The CamKII promoter drives expression of cytoplasmic mCherry, which fills the entire neuron including soma, dendrites, and axons. The apparent nuclear signal reflects mCherry accumulation in the soma, which surrounds the nucleus. The images clearly show mCherry extending into neurites, which was essential for our Sholl analysis of neuronal complexity.

Comment 7: Reference 36

Reference 36 is a review article that does not mention psilocin.

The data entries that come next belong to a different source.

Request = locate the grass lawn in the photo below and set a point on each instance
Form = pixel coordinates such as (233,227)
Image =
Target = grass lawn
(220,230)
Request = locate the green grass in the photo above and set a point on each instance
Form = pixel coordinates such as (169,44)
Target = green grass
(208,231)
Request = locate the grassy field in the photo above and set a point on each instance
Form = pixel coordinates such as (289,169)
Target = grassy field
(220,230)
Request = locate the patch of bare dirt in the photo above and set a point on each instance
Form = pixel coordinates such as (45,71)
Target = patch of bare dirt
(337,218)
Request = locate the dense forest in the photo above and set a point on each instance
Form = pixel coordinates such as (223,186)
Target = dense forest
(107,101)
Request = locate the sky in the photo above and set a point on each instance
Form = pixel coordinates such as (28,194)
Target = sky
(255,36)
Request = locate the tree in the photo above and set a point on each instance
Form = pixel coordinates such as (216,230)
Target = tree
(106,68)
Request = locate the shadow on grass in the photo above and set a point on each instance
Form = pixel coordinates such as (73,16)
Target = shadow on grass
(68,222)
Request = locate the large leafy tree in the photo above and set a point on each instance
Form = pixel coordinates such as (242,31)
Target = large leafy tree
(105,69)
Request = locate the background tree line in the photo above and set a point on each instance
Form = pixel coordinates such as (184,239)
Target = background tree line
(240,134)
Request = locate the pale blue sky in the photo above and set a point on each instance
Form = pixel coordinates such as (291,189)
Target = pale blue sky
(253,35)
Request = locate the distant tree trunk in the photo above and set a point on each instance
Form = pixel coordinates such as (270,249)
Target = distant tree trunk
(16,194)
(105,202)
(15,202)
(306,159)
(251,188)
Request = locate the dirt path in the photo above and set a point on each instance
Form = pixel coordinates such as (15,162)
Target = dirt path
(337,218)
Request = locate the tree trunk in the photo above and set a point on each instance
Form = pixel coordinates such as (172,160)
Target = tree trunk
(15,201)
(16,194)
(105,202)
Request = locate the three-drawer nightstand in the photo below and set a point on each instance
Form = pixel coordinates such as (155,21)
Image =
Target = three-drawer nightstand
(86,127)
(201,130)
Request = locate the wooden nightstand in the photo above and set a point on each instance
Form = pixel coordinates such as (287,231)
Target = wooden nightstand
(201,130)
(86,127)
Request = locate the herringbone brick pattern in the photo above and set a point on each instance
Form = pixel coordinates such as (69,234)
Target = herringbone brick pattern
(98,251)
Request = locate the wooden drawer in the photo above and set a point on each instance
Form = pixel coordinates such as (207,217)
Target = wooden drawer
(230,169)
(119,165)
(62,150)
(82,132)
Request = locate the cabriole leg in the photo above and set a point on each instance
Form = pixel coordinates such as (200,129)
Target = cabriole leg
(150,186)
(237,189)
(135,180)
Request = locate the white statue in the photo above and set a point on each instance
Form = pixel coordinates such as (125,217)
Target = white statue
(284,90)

Our statement refers broadly to serotonergic psychedelics increasing neurotrophic factors. Reference 36 (Colaço et al., 2020) examines ayahuasca, which contains the serotonergic psychedelic DMT. We have revised the text to clarify this point.

Summary of Major Revisions

(1) Removed all 5-HT2A receptor antibody-based experiments from Figure 1 and supplementary figures due to inconclusive specificity validation. An Author response image documenting our validation attempts is provided.

(2) Clarified control conditions (vehicle controls at matched time points) in figure legends.

(3) Expanded sample size descriptions in Methods and figure legends.

(4) Re-analyzed ketanserin experiments with consistent cell line inclusion.

(5) Added discussion of translational limitations.

(6) Added new Figure S5 summarizing proposed signaling pathways.

(7) Expanded discussion on the relevance of iPSC-derived neurons for drug development.

Author response image 1.

Immunostaining for 5-HT2A receptor across cell types and peptide-blocking control. (a) HEK293 cells display a positive immunofluorescent signal despite not endogenously expressing 5-HT2AR, indicating nonspecific antibody reactivity. (b) HeLa cells also exhibit a positive signal despite lacking endogenous 5-HT2AR expression, further demonstrating nonspecific antibody binding in non-expressing cell types. (c) Neural progenitor cells show clear positive 5-HT2AR staining. (d) iPSC-derived neurons exhibit robust and well-defined 5-HT2AR staining. (e) Application of the Alomone 5-HT2AR blocking peptide (#BLP-SR033) markedly reduces neuronal signal intensity, supporting epitope-specific binding.

Author response image 2.

Western blot analysis of 5-HT2A receptor abundance and peptide-blocking control. (a-b) In line with the immunofluorescence a single band is detected in iPSCs, HEK cells, neural progenitors, iPSC-derived neurons and (b) HeLa cells. (a) Preincubation of the primary antibody with the corresponding blocking peptide abolishes this band across all samples, consistent with specific binding of the antibody to its intended epitope.

Author response image 3.

Lack of detectable 5-HT2AR expression in HEK and HeLa cells. (a) Analysis of a human-only HEK293T single-cell RNA-seq dataset (10x Genomics; https://www.10xgenomics.com/datasets/293-t-cells-1-standard-1-1-0, accessed 2025-11-25) shows no meaningful HTR2A expression, whereas other genes such as GAPDH, TP53, MYC, and ACTB are robustly detected. Consistently, evaluation of a “Barnyard” dataset - an equal mixture of human HEK293T and mouse NIH3T3 cells (10x Genomics; https://www.10xgenomics.com/datasets/20-k-1-1mixture-of-human-hek-293-t-and-mouse-nih-3-t-3-cells-3-ht-v-3-1-3-1-high-6-1-0, accessed 2025-1125) reveals only ~4 of ~10,000 droplets with minimal HTR2A signal, confirming the absence of meaningful expression.(b) (b) qPCR analysis further demonstrates no detectable HTR2A transcripts in iPSCs or HeLa cells (Ct > 36), while neural progenitors and iPSC-derived cortical neurons show expression when normalized to housekeeping genes GAPDH and TBP.